On-line version ISSN 2077-3323

Rev Cien Cult  no.7 La Paz July 2000

 

 

 

Cinco notas paceñas de La Razón, 1948

 

 


Las cuestas

La Paz es una ciudad con cuestas, vale decir: con personalidad. Hay quien hubiese preferido una topografía llana, de líneas rectas, sin altibajos, como hay quien prefiere la gris monotonía de una vida fácil, sin preocupaciones y sin relieve. Desconocemos el verdadero origen del vocablo que denomina a la calle o terreno pendiente, pero no es difícil imaginar que le haya sido adjudicado como metáfora de costar: "algo que cuesta". El costo de las cuestas es el esfuerzo que requieren para subirlas, el trabajo, el cansancio; pero también tienen su compensación en una mejor perspectiva que la llanura. Toda cumbre en cualquier orden o aspecto de la vida, supone una cuesta y un esfuerzo.

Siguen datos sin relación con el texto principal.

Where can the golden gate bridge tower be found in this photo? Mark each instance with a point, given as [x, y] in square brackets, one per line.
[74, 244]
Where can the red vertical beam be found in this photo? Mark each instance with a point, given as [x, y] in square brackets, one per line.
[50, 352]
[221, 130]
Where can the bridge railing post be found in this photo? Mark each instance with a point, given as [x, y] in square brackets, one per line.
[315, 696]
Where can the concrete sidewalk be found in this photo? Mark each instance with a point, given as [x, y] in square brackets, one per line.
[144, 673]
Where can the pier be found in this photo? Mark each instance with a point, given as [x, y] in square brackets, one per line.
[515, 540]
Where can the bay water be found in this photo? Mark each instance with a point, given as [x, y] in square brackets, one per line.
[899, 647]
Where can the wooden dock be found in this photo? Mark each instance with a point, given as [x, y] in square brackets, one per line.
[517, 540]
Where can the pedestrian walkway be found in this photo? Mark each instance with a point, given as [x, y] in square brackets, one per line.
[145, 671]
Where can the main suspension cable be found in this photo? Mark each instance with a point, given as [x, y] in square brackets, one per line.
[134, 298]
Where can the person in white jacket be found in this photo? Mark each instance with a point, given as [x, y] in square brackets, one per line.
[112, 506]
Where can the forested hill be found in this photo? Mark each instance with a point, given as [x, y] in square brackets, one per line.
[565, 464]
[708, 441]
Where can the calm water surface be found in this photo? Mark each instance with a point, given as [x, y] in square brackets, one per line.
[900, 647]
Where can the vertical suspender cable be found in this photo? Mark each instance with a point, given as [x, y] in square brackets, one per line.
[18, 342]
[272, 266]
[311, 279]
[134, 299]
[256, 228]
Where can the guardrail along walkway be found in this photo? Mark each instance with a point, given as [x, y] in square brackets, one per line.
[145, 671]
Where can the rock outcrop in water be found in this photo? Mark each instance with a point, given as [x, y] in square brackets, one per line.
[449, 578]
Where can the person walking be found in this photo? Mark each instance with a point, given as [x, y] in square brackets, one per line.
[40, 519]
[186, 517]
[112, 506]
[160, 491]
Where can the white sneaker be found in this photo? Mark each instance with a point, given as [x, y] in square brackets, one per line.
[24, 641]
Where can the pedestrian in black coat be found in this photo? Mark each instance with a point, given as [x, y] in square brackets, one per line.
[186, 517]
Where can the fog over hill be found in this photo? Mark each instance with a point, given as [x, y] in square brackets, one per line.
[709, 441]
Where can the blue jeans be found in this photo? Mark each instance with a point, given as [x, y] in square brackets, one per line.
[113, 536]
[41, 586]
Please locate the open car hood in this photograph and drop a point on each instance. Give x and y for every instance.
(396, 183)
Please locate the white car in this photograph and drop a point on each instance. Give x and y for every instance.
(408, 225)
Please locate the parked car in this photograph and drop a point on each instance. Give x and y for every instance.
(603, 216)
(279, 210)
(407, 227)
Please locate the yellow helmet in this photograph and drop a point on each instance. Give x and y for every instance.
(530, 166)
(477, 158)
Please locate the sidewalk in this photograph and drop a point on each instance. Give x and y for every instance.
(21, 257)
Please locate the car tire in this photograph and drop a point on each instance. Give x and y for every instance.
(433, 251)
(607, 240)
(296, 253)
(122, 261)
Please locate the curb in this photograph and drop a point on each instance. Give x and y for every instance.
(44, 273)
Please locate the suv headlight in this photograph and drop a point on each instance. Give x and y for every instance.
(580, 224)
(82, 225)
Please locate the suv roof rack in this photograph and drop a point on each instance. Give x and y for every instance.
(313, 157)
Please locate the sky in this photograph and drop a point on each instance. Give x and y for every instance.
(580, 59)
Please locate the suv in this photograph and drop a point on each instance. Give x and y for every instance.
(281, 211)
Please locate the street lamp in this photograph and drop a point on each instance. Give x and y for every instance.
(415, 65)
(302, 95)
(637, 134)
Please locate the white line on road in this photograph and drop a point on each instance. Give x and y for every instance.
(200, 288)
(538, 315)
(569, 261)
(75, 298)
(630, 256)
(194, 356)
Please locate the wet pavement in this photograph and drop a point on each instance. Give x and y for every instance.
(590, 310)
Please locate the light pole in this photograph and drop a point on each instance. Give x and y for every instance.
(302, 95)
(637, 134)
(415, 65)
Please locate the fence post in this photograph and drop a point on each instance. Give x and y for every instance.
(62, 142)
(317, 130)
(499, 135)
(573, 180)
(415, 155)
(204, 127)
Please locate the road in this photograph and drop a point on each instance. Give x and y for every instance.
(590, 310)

La Paz tiene personalidad porque tiene cuestas. Las cuestas, en algunas ciudades privilegiadas, son como esas instalaciones artificiales de las vitrinas de bazar donde las preciosidades expuestas adquieren mayor relieve y visibilidad para el público. Ningún técnico en exposiciones artísticas hubiese dispuesto mejor la exhibición típica de la calle Sagárnaga -ponemos como ejemplo- con la escalonada policromía de sus tenderetes de tejidos indígenas.

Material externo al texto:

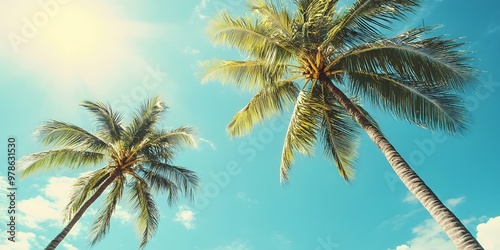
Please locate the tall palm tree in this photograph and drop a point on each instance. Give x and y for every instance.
(136, 159)
(324, 59)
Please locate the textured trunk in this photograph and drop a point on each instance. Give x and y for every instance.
(452, 226)
(60, 237)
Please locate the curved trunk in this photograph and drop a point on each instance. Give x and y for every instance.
(59, 238)
(452, 226)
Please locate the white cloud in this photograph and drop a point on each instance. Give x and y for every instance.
(283, 242)
(68, 246)
(212, 146)
(400, 219)
(186, 217)
(235, 245)
(23, 241)
(487, 233)
(428, 236)
(189, 50)
(492, 29)
(38, 210)
(247, 200)
(59, 190)
(453, 202)
(199, 8)
(410, 198)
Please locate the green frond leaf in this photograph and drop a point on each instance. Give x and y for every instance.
(268, 102)
(301, 134)
(56, 159)
(83, 188)
(109, 122)
(252, 36)
(275, 14)
(367, 16)
(63, 134)
(100, 226)
(339, 134)
(246, 75)
(148, 214)
(143, 122)
(433, 107)
(431, 61)
(172, 179)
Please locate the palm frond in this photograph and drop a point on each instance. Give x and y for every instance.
(56, 133)
(249, 35)
(269, 101)
(56, 159)
(246, 75)
(83, 188)
(339, 134)
(174, 138)
(430, 61)
(275, 14)
(143, 122)
(148, 214)
(166, 177)
(109, 122)
(432, 107)
(101, 223)
(367, 16)
(301, 134)
(163, 144)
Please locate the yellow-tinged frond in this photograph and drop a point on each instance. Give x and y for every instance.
(147, 212)
(251, 36)
(59, 158)
(268, 102)
(301, 134)
(247, 75)
(84, 187)
(102, 221)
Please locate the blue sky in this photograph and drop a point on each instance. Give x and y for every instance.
(56, 54)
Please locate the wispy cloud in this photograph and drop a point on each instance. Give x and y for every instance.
(410, 198)
(282, 241)
(492, 29)
(186, 217)
(212, 146)
(430, 236)
(191, 51)
(400, 219)
(235, 245)
(198, 9)
(247, 200)
(454, 202)
(487, 233)
(23, 241)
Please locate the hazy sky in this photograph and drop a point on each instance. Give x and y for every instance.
(55, 54)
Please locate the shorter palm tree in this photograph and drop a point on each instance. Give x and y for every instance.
(137, 161)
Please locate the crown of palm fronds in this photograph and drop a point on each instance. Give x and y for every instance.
(137, 157)
(290, 52)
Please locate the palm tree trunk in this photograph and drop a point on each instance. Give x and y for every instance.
(452, 226)
(60, 237)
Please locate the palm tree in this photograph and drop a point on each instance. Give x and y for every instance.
(137, 161)
(324, 60)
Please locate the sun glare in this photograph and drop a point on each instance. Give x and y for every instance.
(76, 35)
(87, 43)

Bien está que uno reniegue de la cuesta cuando nos hace sacar la lengua involuntariamente, cuando nos estropea con delatores jadeos y vergonzosas pausas los delicados requiebros que vamos dedicando a alguna acompañante ocasional. Pero una vez pasado el mal rato, hay que darlo todo por bien empleado. Nunca gozará de verdaderas satisfacciones, aquel a quien todo se le hace "cuesta arriba". Y bien dice el refrán que "al que algo quiere, algo le cuesta".

 

Mendigos de ayer y hoy

Las cosas de ayer fueron mejores que las de hoy, parece, mientras no se trate de aviones, esferográficas o tubos de luz neón. Es que lo que pasó asume un encanto especial y explicable: es lo que fue escenario de nuestras mocedades y que al ir esfumándose la vivencia añeja en las sombras del tiempo, adquiere valor de lámina romántica.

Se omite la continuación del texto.